Comment The beginning of a new era (Score 5, Interesting) 68
For the past 25 years, there have always been between 2 and 5 concurrently-supported versions of Windows Desktop:
- Windows NT 3.1 Workstation was supported from July 1993 to December 2000, nearly a year after Windows 2000's release in early 2000
- Windows NT 3.5 and 3.51 Workstation were supported from late 1994/early 1995 to December 2001, two months after the release of Windows XP
- Windows NT 4.0 Workstation was supported from August 1996 to June 2004, about a year after the ill-fated Windows XP for Itanium (which itself was followed by Windows XP for amd64 two years later)

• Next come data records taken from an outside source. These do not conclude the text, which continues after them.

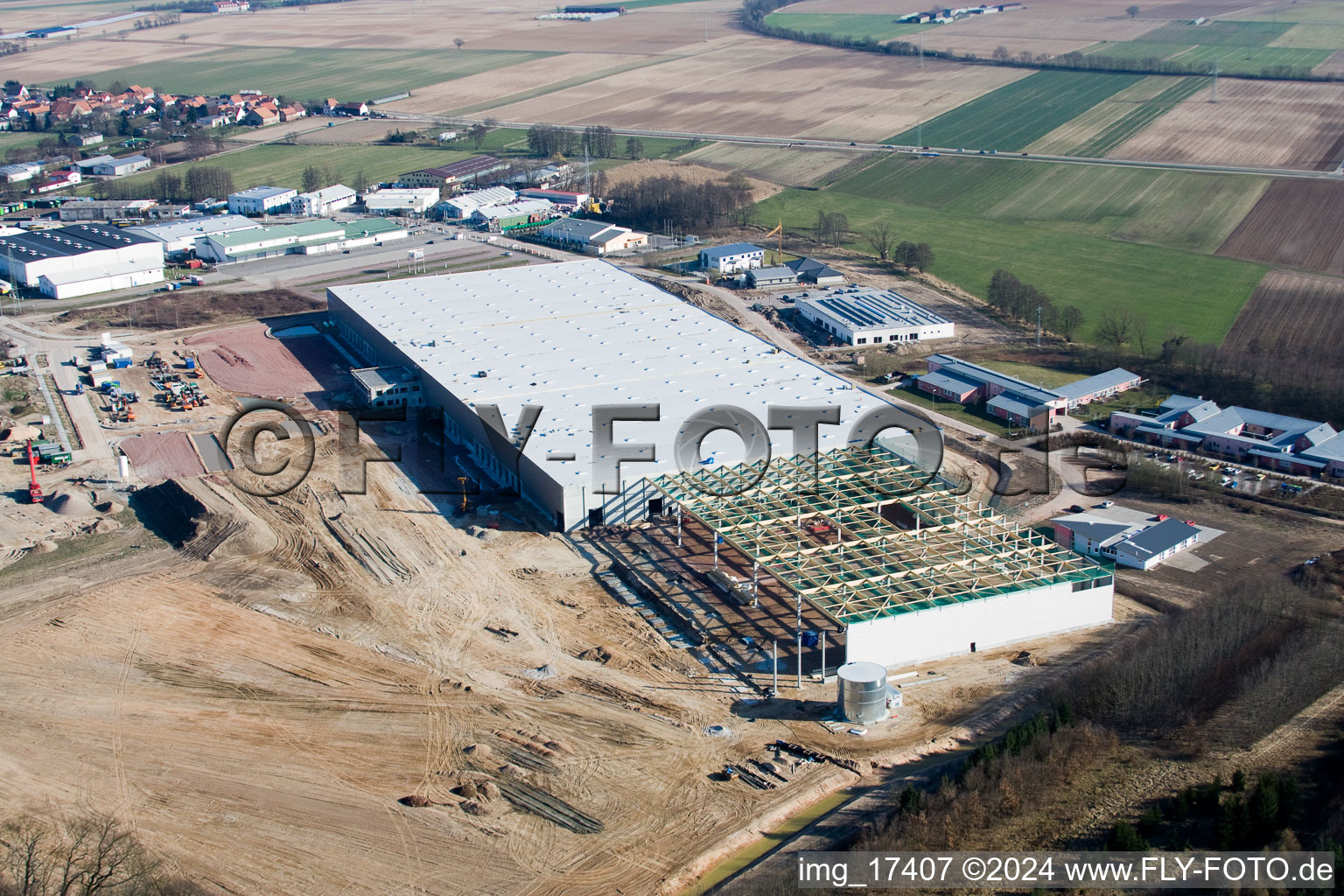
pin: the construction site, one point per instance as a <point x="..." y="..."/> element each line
<point x="438" y="652"/>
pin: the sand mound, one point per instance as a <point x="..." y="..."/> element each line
<point x="203" y="520"/>
<point x="70" y="504"/>
<point x="416" y="801"/>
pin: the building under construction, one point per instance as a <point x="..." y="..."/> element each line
<point x="903" y="569"/>
<point x="872" y="551"/>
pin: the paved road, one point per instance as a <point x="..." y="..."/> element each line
<point x="1040" y="508"/>
<point x="809" y="143"/>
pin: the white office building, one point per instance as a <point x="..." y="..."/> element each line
<point x="321" y="202"/>
<point x="874" y="316"/>
<point x="261" y="200"/>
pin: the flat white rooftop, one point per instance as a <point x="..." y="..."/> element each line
<point x="863" y="309"/>
<point x="576" y="335"/>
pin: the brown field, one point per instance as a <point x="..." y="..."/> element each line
<point x="780" y="165"/>
<point x="1298" y="223"/>
<point x="536" y="77"/>
<point x="1254" y="122"/>
<point x="1293" y="315"/>
<point x="162" y="456"/>
<point x="1035" y="32"/>
<point x="683" y="170"/>
<point x="770" y="88"/>
<point x="1096" y="120"/>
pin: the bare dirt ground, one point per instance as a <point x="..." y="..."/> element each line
<point x="1254" y="122"/>
<point x="163" y="456"/>
<point x="691" y="172"/>
<point x="773" y="88"/>
<point x="245" y="359"/>
<point x="539" y="75"/>
<point x="1293" y="312"/>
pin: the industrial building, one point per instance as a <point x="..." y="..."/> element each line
<point x="903" y="567"/>
<point x="182" y="238"/>
<point x="874" y="316"/>
<point x="592" y="236"/>
<point x="261" y="200"/>
<point x="1016" y="401"/>
<point x="305" y="238"/>
<point x="80" y="260"/>
<point x="453" y="176"/>
<point x="730" y="260"/>
<point x="519" y="213"/>
<point x="321" y="202"/>
<point x="1256" y="438"/>
<point x="409" y="202"/>
<point x="463" y="205"/>
<point x="388" y="387"/>
<point x="109" y="167"/>
<point x="1126" y="537"/>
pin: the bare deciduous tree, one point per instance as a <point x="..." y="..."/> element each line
<point x="879" y="236"/>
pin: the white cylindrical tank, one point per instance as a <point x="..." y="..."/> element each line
<point x="862" y="692"/>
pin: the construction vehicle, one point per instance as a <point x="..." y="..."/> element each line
<point x="777" y="233"/>
<point x="34" y="489"/>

- Windows 2000 was supported from February 2000 to July 2010, about 9 months after Windows 7 came out
- Windows XP was supported from October 2001 to April 2014, about six months after the release of Windows 8.1
- Windows Vista was supported from January 2007 to April 2017, just under two years into Windows 10
- Windows 7 was supported from October 2009 to January 2020, four and a half years into Windows 10
- Windows 8 was supported from October 2012 to January 2016 (before Vista!), at which point you had to upgrade to 8.1
- Windows 8.1 was supported from October 2013 to January 2023, a year and a half into Windows 11
- Windows 10 was supported from July 2015 until today, October 2025, 4 years into Windows 11
- Windows 11 was released in October 2021
For the first time ever, there is now exactly ONE supported version of Windows Desktop (excluding the various feature updates, and also excluding the Enterprise LTSC versions because, let's face it, nobody's legitimately running those at home). I'm sure Microsoft is thrilled that they don't have to worry about supporting old desktops anymore (aside from the people paying for up to 3 years of extended support).